User GuidesAPI ReferenceRelease NotesEnrichment APIs
Doc HomeHelp CenterLog In

Tamr Core Release Notes

These release notes describe new features, improvements, and corrected issues in each Tamr Core release.

See our Security page for the latest security updates and resources.

Tamr Core Releases

Important Information for All Releases

Upgrading Tamr Core to a New Release

Follow the upgrade instructions in the Tamr Core documentation for the version to which you are upgrading. If the version to which you are upgrading has patch releases, Tamr strongly recommends installing the latest patch to ensure you have the latest fixes and security enhancements.

Depending on the version from which you are upgrading, you may need to install required checkpoint releases as part of your upgrade path.

Required Checkpoint Releases

When you upgrade Tamr Core, you must upgrade to each of the intervening checkpoint versions before upgrading to a later version.

The following Tamr Core releases are checkpoint releases:

  • v2022.002
  • v2022.001
  • v2021.002
  • v2020.016
  • v2020.004

The upgrade utility prevents you from upgrading past a checkpoint version. For example, the following upgrade paths are allowed: v2020.017 -> v2021.002, v2021.001 -> v2021.002. These upgrade paths are prevented: v2020.016 -> v2021.003, v2019.019 -> v2021.002.

Installing Patch Releases

For every software release version that has a patch, Tamr strongly recommends that you upgrade to the most recent patch. To install the most recent patch, follow the upgrade instructions and supply the version number of the patch as the version for your upgrade.

If you want to upgrade directly to a patched version, specify the --skipCheckpointReleaseValidation flag when installing Tamr Core. For information, see Upgrading.

Obtaining Release Binary Files

Contact Tamr Support for release binary files for installation and upgrade. Checksums are available for binary validation.

Known Issues

To view current known issues, please consult the Tamr knowledge base.


Tamr Core 2022 Releases

v2022.008.0 Release Notes

New Features and Improvements

The following new features are included in this release.

Add Customized Buttons to the Tamr Core User Interface

Add configuration for customizable buttons for use in Tamr Core extensions. System administrators can now customize Tamr Core to display a toolbar of additional buttons on any page of the user interface.
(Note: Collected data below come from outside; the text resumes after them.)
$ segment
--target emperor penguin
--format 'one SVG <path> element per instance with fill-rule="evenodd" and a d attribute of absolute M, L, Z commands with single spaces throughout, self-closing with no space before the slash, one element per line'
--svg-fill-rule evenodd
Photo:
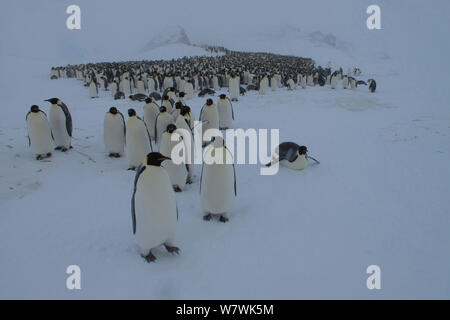
<path fill-rule="evenodd" d="M 308 159 L 311 158 L 319 163 L 316 159 L 308 156 L 308 149 L 305 146 L 299 146 L 294 142 L 283 142 L 277 146 L 273 152 L 272 160 L 266 166 L 279 162 L 280 165 L 294 170 L 303 170 L 308 165 Z"/>
<path fill-rule="evenodd" d="M 113 83 L 111 83 L 111 95 L 114 97 L 116 95 L 116 92 L 119 89 L 119 85 L 117 84 L 117 81 L 114 80 Z"/>
<path fill-rule="evenodd" d="M 175 102 L 175 108 L 173 109 L 172 116 L 176 120 L 180 115 L 181 108 L 183 104 L 180 101 Z"/>
<path fill-rule="evenodd" d="M 136 115 L 136 111 L 128 109 L 128 116 L 125 135 L 128 170 L 136 170 L 152 151 L 152 141 L 145 122 Z"/>
<path fill-rule="evenodd" d="M 136 170 L 131 198 L 133 234 L 141 256 L 156 260 L 152 250 L 164 245 L 167 251 L 179 253 L 174 245 L 178 222 L 175 194 L 167 171 L 161 167 L 170 158 L 159 152 L 149 153 Z"/>
<path fill-rule="evenodd" d="M 203 137 L 209 129 L 219 129 L 219 112 L 212 99 L 206 100 L 206 103 L 203 105 L 200 111 L 200 121 L 203 122 Z M 209 142 L 203 140 L 203 146 Z"/>
<path fill-rule="evenodd" d="M 176 125 L 169 124 L 167 126 L 166 131 L 161 136 L 161 142 L 159 145 L 159 152 L 166 157 L 172 157 L 172 151 L 177 147 L 180 143 L 182 144 L 182 150 L 185 149 L 185 145 L 183 142 L 183 138 L 179 135 L 175 130 L 177 129 Z M 173 190 L 175 192 L 183 191 L 186 186 L 186 181 L 188 177 L 188 168 L 186 166 L 186 157 L 183 152 L 181 155 L 183 158 L 181 163 L 174 163 L 172 160 L 166 160 L 163 162 L 162 167 L 167 170 L 169 174 L 170 181 L 173 186 Z"/>
<path fill-rule="evenodd" d="M 278 87 L 278 83 L 277 83 L 277 78 L 275 77 L 275 75 L 273 75 L 270 78 L 270 88 L 272 89 L 272 91 L 277 90 Z"/>
<path fill-rule="evenodd" d="M 308 74 L 306 77 L 306 85 L 314 87 L 314 76 L 312 73 Z"/>
<path fill-rule="evenodd" d="M 136 90 L 137 90 L 137 93 L 145 94 L 145 85 L 144 85 L 144 81 L 142 80 L 142 78 L 139 78 L 136 81 Z"/>
<path fill-rule="evenodd" d="M 287 87 L 288 87 L 288 90 L 295 90 L 296 85 L 295 85 L 294 80 L 289 78 L 288 81 L 287 81 Z"/>
<path fill-rule="evenodd" d="M 36 160 L 51 157 L 53 139 L 45 112 L 33 105 L 25 120 L 28 127 L 28 142 Z"/>
<path fill-rule="evenodd" d="M 303 89 L 306 89 L 306 75 L 302 75 L 302 78 L 300 79 L 300 85 Z"/>
<path fill-rule="evenodd" d="M 349 82 L 350 82 L 350 88 L 351 89 L 356 89 L 356 86 L 357 86 L 356 79 L 353 78 L 353 77 L 349 77 Z"/>
<path fill-rule="evenodd" d="M 367 80 L 367 83 L 369 84 L 369 91 L 372 93 L 375 92 L 375 90 L 377 89 L 377 83 L 375 82 L 375 80 L 369 79 Z"/>
<path fill-rule="evenodd" d="M 331 80 L 330 80 L 331 89 L 337 88 L 338 81 L 339 81 L 338 75 L 336 73 L 333 73 L 333 75 L 331 76 Z"/>
<path fill-rule="evenodd" d="M 158 105 L 153 101 L 152 98 L 147 98 L 145 100 L 145 106 L 144 106 L 144 122 L 147 126 L 147 130 L 150 134 L 150 137 L 155 140 L 155 125 L 156 125 L 156 118 L 159 114 L 159 107 Z"/>
<path fill-rule="evenodd" d="M 166 107 L 167 112 L 169 113 L 173 112 L 173 104 L 174 101 L 170 99 L 168 95 L 162 97 L 161 107 Z"/>
<path fill-rule="evenodd" d="M 177 132 L 183 137 L 185 144 L 186 164 L 188 168 L 187 184 L 191 184 L 194 180 L 194 134 L 190 126 L 190 112 L 191 109 L 188 106 L 183 106 L 180 111 L 180 115 L 175 121 Z"/>
<path fill-rule="evenodd" d="M 179 93 L 178 93 L 178 101 L 179 102 L 181 102 L 181 104 L 183 105 L 183 106 L 185 106 L 186 105 L 186 102 L 184 102 L 184 97 L 185 97 L 185 93 L 184 93 L 184 91 L 180 91 Z"/>
<path fill-rule="evenodd" d="M 238 101 L 239 98 L 239 77 L 235 74 L 231 75 L 228 83 L 228 92 L 230 93 L 231 101 Z"/>
<path fill-rule="evenodd" d="M 231 128 L 231 123 L 234 120 L 233 105 L 225 94 L 219 96 L 217 110 L 219 112 L 219 129 L 227 130 Z"/>
<path fill-rule="evenodd" d="M 158 145 L 161 141 L 161 136 L 163 132 L 166 131 L 167 129 L 167 126 L 174 122 L 175 119 L 169 112 L 167 112 L 166 107 L 159 108 L 159 114 L 156 117 L 155 123 L 155 140 L 158 143 Z"/>
<path fill-rule="evenodd" d="M 111 107 L 105 115 L 104 140 L 109 157 L 120 158 L 125 148 L 125 119 L 116 107 Z"/>
<path fill-rule="evenodd" d="M 344 89 L 348 88 L 348 76 L 347 75 L 345 75 L 344 78 L 342 79 L 342 87 Z"/>
<path fill-rule="evenodd" d="M 72 148 L 72 116 L 69 108 L 58 98 L 47 99 L 52 104 L 50 107 L 50 128 L 55 140 L 55 150 L 66 152 Z"/>
<path fill-rule="evenodd" d="M 216 136 L 205 150 L 200 194 L 203 219 L 210 220 L 212 215 L 219 215 L 220 221 L 227 222 L 237 195 L 236 172 L 233 156 L 222 137 Z"/>
<path fill-rule="evenodd" d="M 186 81 L 184 85 L 184 92 L 186 93 L 186 100 L 194 98 L 194 86 L 191 80 Z"/>
<path fill-rule="evenodd" d="M 175 93 L 175 89 L 173 87 L 170 87 L 169 90 L 167 90 L 167 96 L 172 101 L 177 100 L 177 94 Z"/>
<path fill-rule="evenodd" d="M 92 80 L 89 84 L 89 95 L 92 99 L 98 98 L 98 86 L 95 80 Z"/>
<path fill-rule="evenodd" d="M 269 80 L 267 79 L 267 76 L 264 76 L 259 82 L 259 94 L 266 94 L 268 87 Z"/>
Using a YAML file, you can design the buttons to either redirect users to a different URL or to complete a POST API call. See Adding a Custom Toolbar Button.

Help Tamr Core Learn through Cluster Verification

A new user interface control is now available to enable the learned pairs feature in mastering projects. When enabled, Tamr Core uses the changes that experts make to record clusters to label existing pairs or generate and label new pairs. To enable learned pairs, see Learned Pairs and the feature’s recommended setting.

Other Improvements

For Schema Mapping projects, the editing dialog no longer includes the fields for currency symbol and spend, as these options do not apply to this project type.

Fixed Issues

This release corrects the following error.
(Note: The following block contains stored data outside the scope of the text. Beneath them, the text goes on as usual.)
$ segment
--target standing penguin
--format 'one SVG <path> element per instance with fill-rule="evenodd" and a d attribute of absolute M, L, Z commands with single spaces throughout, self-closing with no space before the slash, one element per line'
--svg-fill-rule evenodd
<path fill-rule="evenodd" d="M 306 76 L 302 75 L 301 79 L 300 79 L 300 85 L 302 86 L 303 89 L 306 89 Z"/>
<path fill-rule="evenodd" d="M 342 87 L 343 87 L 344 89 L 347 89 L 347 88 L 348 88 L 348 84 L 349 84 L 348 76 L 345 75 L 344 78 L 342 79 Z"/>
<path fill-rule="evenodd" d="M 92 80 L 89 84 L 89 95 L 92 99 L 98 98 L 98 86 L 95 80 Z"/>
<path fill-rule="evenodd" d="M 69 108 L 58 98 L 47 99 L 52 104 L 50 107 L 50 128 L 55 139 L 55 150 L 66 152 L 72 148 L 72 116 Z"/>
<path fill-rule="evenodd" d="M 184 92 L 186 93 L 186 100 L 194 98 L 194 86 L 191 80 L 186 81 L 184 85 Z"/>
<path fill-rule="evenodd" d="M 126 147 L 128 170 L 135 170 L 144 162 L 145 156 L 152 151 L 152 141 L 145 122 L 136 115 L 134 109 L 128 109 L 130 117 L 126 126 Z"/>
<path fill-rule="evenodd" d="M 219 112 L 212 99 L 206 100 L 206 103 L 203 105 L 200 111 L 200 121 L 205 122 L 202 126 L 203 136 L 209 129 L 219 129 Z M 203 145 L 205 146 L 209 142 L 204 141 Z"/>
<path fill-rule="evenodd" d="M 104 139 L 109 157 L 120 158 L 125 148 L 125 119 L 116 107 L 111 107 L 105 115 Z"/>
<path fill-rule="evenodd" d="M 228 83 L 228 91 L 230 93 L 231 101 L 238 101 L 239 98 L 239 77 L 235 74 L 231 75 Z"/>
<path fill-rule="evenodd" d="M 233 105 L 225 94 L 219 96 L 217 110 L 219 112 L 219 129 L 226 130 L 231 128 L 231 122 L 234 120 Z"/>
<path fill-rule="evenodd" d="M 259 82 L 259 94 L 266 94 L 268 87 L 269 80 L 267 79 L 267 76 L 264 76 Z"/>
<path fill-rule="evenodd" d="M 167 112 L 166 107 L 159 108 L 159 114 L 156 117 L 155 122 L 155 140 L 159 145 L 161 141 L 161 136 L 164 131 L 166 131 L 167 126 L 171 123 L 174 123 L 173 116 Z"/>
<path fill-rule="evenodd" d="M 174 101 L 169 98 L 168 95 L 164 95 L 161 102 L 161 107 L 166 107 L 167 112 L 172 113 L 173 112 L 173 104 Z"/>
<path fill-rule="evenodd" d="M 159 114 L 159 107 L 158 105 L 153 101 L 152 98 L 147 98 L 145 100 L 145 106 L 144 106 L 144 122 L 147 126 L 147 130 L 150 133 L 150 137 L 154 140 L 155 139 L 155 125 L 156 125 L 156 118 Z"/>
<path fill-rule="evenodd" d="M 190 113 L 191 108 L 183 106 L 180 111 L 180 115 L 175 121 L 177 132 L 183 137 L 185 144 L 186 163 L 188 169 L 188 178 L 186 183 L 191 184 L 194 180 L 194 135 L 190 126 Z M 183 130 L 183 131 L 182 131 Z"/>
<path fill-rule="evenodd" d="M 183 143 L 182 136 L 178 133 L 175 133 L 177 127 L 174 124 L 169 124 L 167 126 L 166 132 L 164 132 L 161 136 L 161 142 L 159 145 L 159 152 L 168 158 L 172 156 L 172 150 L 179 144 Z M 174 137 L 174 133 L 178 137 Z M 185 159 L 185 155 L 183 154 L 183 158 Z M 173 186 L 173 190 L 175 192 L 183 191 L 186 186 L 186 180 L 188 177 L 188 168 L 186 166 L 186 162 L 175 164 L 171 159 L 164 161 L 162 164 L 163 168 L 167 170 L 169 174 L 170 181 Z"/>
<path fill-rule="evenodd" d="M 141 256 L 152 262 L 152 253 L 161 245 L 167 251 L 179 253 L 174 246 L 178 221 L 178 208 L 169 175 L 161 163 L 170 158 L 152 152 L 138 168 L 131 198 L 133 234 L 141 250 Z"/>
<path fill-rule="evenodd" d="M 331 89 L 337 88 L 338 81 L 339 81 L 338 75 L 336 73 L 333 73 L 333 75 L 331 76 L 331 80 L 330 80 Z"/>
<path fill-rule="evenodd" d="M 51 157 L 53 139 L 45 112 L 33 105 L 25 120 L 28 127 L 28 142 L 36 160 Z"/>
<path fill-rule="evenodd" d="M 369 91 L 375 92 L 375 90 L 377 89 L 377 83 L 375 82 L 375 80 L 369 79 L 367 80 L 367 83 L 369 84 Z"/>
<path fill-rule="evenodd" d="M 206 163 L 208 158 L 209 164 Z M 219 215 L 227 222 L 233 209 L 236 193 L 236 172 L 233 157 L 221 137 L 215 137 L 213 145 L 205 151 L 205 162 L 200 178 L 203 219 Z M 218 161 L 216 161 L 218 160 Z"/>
Tamr Core UI freezes or crashes when navigating pages and adding categorization labels. Found in: v2022.005.0. Fix versions: v2022.008.0, v2022.005.2. Includes performance improvements on both the front end and backend for how Tamr Core commits updates for categorization feedback.

Back to top


v2022.007.0 Release Notes

Important Support Notes for this Release

This release is not supported for AWS cloud-native deployments.

New Features and Improvements

The following new features are included in this release.

  • Delete and update records API should fail when called on a non-source dataset. Versioned APIs for modifying content of datasets now return an error when used on non-source datasets, preventing users from entering an undesirable state. APIs updated: DELETE/v1/datasets/{datasetId}/records and POST/v1/datasets/{datasetId}:updateRecords
  • Make auxiliary install location configurable. New configuration “TAMR_AUXILIARY_SERVICES_HOME” created. It determines the location where auxiliary service configurations are stored in a Tamr Core installation.
  • Ability to rename unified attributes in user interface. You can now rename unified attributes. After you rename, you must rerun all jobs of a project in order for the name change to propagate to all pages of the project.

Fixed Issues

This release corrects the following errors.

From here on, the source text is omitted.